Written by Debasish Mitra, VP Engineering, Mihup
Text-to-speech has been a key area of focus for software developers in recent years, especially those working in fields such as developing AI for smart machines, deep-learning and NLP. It is the efforts of researchers in this arena that we are seeing some really impressive results. Usually, a deep neural network is trained from a solitary speaker and several hours of voice data recorded by professionals is used for the purpose. The challenge usually comes if you have to give a new voice to the model created in this manner. Such a change would require a new dataset of voice recordings and the model will need to be retrained, making it a costly affair.
Recently, a three-stage pipeline was developed during research that enabled cloning of a new voice using just a few seconds of reference voice, and without the conventional need to retrain the model. The researchers were able to share extremely natural-sounding outcomes. The plan is now to replicate the success of the research model and open source it to the public. By using a new vocoder model, the goal of the developers is to make the framework capable of operating in real-time. Essentially, the goal is to develop a three-stage deep learning model capable of real-time voice cloning.
The model used in the research is capable of capturing a real-like imitation of the voice sample of only 5 seconds duration. By using a text prompt, it is capable of using any voice extracted for performing text-to-speech functions. The next stage in the development process is to deploy successful deep learning models and the right pipelines for pre-processing information. It will be followed by training the models from several thousand speakers for durations stretching from weeks to months on datasets comprising of tens of thousands of hours of speech. The core aim is to make the system operable in real-time, that is, capturing a voice and generating the speech imitation in lesser time than the time taken to produce the original voice. The framework developed through this process would be able to clone voices it has never heard or been trained on and also to generate speech from text it has never seen before.
MultiSpeaker Text to Speech synthesis system has the ability of producing voice cloning of different users’ voices. However, collecting voice data and training the system for each user is a cumbersome and difficult process, and that’s the primary challenge with the conventional text-to-speech methods.
Speaker Verification to Text to Speech Synthesis
The new approach known as SV2TTS uses three independent components to build an efficient solution to the challenge of multi-speaker adaptation during speech synthesis. These three components are deep learning models which receive training separately from each other.
1. Speaker Encoder
The voice data from each speaker is encoded in an embedding generated by a neural network trained using speaker verification loss.

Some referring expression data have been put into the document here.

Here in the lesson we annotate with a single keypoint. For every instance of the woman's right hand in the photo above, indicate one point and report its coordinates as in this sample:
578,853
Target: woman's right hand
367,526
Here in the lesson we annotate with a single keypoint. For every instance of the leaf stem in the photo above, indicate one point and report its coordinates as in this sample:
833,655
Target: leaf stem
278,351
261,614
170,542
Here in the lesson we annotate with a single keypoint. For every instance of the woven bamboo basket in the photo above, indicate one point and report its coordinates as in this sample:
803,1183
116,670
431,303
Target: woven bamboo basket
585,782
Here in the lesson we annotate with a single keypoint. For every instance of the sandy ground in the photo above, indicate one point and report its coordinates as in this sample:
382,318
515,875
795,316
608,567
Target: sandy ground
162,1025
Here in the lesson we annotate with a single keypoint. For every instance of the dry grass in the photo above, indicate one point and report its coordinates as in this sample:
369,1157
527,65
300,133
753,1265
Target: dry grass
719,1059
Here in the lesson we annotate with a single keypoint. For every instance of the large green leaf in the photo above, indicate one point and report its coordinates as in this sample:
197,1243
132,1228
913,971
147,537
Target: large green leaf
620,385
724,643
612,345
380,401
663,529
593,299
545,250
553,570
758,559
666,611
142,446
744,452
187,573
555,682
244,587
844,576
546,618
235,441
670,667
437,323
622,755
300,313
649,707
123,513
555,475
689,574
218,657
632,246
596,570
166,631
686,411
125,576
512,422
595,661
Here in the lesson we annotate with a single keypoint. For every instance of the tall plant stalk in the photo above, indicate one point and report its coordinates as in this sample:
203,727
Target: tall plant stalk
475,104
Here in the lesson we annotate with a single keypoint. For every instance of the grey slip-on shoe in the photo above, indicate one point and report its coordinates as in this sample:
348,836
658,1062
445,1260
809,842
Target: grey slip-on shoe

The Speaker verification loss is calculated by predicting whether two voice samples are from the same user or not.
Speaker Embeddings
The embeddings will be highly alike in the scenario of their belonging to the same user. During this training, there is no need to know about the text that is going to be vocalized. The embeddings are agnostic to the downstream task, and it allows them to be trained independently from the synthesis models to follow.
2. Synthesizer
Synthesizer is the core component of the Text-to-Speech Synthesis. The sequence of phonemes is taken as inputs to generate a spectrogram of the corresponding text input. Phonemes are tiny units of a sound of words. Each word gets broken down into the phonemes and sequence input is created for the model. This model also requires Speaker encodings to support Multi-Speaker Voices.
However, rebuilding audio from the available spectrograms is not as easy a task as creating the spectrograms from the audio samples. This is where the generation of audio requires the following vocoder network.
3. Vocoder
A sample-by-sample autoregressive WaveNet model is used to perform voice generation. In this model, Mel Spectrogram is taken as an input to generate time-domain waveforms.
Real Time Voice Cloning Application
As described by its authors, the Real-Time Voice Cloning Application (SV2TTS) is a three-stage deep learning framework capable of generating numerical representations of a voice by using only a few seconds of audio and use it to condition a text-to-speech model trained to generalize to new voices.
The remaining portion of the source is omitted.